Therefore, a constant matrix $C^{t y p e}$ for the initial coordinates of the control points was established to describe different knitting types, where n represents the number of control points. It should be noted that constants refer to the spatial data after removing the spatial coordinates of masses $M_{2}$ and $M_{3}$ in equations (6) and (7). In the subsequent calculation process, the point coordinates of different loops are calculated based on different coordinates of masses $M_{2}$ and $M_{3}$ .

C^{t y p e} = [\begin{matrix} C_{1}^{t y p e} . x & C_{1}^{t y p e} . y & C_{1}^{t y p e} . z & 1 \\ ⋮ & ⋮ & ⋮ & 1 \\ C_{n}^{t y p e} . x & C_{n}^{t y p e} . y & C_{n}^{t y p e} . z & 1 \end{matrix}]

(8)

Implementation of simulation

The relaxation deformation of the weft-knitted stitches studied in this research is caused by the internal force generated by loops with different shapes, without any additional external forces.
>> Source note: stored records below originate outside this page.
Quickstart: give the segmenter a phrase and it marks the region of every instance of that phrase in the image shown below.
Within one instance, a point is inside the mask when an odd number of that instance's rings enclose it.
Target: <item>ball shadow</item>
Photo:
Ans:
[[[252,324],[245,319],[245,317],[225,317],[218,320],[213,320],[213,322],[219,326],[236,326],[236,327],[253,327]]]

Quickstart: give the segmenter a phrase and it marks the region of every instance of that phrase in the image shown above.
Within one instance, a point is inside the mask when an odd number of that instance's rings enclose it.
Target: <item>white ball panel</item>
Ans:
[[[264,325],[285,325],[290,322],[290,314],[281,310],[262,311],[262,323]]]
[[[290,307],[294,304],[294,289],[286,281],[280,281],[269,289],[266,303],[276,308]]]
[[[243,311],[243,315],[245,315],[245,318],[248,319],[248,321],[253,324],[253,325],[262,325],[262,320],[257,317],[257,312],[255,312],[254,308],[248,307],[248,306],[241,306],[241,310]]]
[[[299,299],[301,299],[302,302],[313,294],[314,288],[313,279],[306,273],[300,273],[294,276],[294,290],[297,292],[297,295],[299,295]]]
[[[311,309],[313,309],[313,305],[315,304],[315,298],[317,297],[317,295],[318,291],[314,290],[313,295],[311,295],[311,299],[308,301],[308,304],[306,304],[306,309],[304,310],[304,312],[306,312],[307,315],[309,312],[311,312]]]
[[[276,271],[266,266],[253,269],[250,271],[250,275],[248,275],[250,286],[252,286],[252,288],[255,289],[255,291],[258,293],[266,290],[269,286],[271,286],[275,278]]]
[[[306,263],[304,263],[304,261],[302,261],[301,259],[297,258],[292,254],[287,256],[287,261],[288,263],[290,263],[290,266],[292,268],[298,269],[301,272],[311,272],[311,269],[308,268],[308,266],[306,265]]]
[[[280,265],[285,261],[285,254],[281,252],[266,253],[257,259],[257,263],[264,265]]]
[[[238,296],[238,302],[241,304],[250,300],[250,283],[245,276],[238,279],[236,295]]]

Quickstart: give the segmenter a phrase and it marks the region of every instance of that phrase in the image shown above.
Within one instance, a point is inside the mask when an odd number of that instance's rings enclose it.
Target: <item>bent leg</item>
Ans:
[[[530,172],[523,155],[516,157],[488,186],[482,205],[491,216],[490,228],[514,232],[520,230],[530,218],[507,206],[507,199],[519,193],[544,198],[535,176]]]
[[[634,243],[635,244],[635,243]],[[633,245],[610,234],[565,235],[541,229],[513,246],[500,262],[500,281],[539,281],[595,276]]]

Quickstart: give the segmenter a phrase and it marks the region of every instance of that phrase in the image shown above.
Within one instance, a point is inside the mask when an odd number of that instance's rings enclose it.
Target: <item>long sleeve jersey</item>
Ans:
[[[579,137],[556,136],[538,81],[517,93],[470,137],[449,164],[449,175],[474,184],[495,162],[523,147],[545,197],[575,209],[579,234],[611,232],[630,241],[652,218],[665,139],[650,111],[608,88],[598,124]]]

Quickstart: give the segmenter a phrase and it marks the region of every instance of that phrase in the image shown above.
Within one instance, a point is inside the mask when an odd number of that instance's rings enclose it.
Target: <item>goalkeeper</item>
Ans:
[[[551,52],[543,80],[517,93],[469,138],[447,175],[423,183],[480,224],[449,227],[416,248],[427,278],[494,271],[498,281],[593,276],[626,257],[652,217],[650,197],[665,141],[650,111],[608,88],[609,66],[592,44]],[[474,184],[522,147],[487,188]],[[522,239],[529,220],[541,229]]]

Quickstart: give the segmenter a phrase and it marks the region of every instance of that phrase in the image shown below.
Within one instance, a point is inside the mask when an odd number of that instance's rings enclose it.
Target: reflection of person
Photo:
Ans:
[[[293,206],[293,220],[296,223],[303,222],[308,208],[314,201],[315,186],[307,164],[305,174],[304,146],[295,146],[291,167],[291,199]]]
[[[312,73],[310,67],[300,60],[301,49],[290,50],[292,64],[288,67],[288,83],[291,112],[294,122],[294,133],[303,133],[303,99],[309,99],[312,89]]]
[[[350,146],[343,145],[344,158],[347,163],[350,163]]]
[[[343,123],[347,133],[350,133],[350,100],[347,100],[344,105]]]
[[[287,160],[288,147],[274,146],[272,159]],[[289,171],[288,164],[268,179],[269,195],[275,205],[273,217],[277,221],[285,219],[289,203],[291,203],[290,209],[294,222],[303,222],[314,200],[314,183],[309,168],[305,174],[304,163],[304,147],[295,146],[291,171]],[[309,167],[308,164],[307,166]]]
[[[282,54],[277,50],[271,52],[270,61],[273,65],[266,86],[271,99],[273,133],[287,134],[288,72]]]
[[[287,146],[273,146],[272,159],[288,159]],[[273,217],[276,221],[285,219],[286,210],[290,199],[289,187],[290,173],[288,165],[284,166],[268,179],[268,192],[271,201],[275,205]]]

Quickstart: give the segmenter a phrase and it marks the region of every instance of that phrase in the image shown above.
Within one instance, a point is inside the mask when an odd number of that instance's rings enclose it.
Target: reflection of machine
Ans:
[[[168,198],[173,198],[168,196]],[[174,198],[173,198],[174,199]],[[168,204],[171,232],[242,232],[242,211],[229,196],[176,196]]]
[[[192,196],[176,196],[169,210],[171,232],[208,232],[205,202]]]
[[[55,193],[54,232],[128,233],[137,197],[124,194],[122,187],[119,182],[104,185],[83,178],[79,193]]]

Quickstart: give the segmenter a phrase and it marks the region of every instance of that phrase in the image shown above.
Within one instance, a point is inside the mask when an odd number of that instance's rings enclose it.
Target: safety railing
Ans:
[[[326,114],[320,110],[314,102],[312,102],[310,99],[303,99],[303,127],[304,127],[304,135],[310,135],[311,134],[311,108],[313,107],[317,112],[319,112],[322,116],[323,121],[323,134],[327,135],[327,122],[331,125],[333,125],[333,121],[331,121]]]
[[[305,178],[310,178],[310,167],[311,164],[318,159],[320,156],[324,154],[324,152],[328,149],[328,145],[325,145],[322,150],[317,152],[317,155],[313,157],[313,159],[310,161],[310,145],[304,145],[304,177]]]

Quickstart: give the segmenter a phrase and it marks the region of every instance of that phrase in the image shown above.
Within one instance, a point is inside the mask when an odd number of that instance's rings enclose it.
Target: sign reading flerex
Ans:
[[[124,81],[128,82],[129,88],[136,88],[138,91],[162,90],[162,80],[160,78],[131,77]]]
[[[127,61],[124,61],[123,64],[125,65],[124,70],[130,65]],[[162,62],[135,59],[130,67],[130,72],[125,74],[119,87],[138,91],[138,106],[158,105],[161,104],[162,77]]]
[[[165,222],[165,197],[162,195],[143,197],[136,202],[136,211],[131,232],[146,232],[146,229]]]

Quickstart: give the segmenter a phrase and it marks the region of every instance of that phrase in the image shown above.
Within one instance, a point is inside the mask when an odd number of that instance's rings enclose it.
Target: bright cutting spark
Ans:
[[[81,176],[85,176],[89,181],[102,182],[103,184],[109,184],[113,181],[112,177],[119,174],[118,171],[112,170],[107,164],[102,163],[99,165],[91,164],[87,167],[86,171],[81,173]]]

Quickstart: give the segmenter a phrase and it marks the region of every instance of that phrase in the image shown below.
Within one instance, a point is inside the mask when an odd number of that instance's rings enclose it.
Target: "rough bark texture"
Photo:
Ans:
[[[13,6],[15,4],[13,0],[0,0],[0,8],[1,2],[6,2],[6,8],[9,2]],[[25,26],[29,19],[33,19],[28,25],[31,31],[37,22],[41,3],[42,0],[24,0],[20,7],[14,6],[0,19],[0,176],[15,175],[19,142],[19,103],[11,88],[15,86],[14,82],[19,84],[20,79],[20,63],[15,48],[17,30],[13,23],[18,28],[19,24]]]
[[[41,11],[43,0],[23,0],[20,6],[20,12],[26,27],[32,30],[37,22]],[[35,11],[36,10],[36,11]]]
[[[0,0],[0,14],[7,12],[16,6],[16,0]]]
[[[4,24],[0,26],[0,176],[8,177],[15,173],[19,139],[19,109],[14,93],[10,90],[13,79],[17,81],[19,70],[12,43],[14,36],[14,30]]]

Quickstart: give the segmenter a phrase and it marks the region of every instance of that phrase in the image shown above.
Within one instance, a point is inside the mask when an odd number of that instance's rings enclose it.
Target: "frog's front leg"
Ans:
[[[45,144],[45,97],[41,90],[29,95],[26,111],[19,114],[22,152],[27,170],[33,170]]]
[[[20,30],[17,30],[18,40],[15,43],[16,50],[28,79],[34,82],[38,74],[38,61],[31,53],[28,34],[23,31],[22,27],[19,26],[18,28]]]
The forces are transmitted through the connected yarns and the intermeshed loops, therefore, we need to convert all the forces to the yarn level for unified calculation.

Force analysis and calculation of masses

A mass is subjected to a total of eight spring forces, including two structural spring forces from the transverse direction, two structural spring forces from the longitudinal direction, and four shear spring forces from the oblique direction.

Force analysis and calculation at the yarn level

As shown in Figure 5, masses on the same knitting row are mainly subjected to the forces $F_{1}$ from the left connecting mass and $F_{2}$ from the right connecting mass. The forces are the transverse structural spring forces, and the force calculation is shown in equation (9). Where, $M_{j, k}^{yarn}$ is the coordinate of the current mass, $M_{j, k_{1}}^{yarn}$ is the coordinate of the transverse adjacent mass, $l_{j, k_{1} \leftrightarrow j, k}$ is the spring length, and $K_{struct}$ is the structural spring coefficient.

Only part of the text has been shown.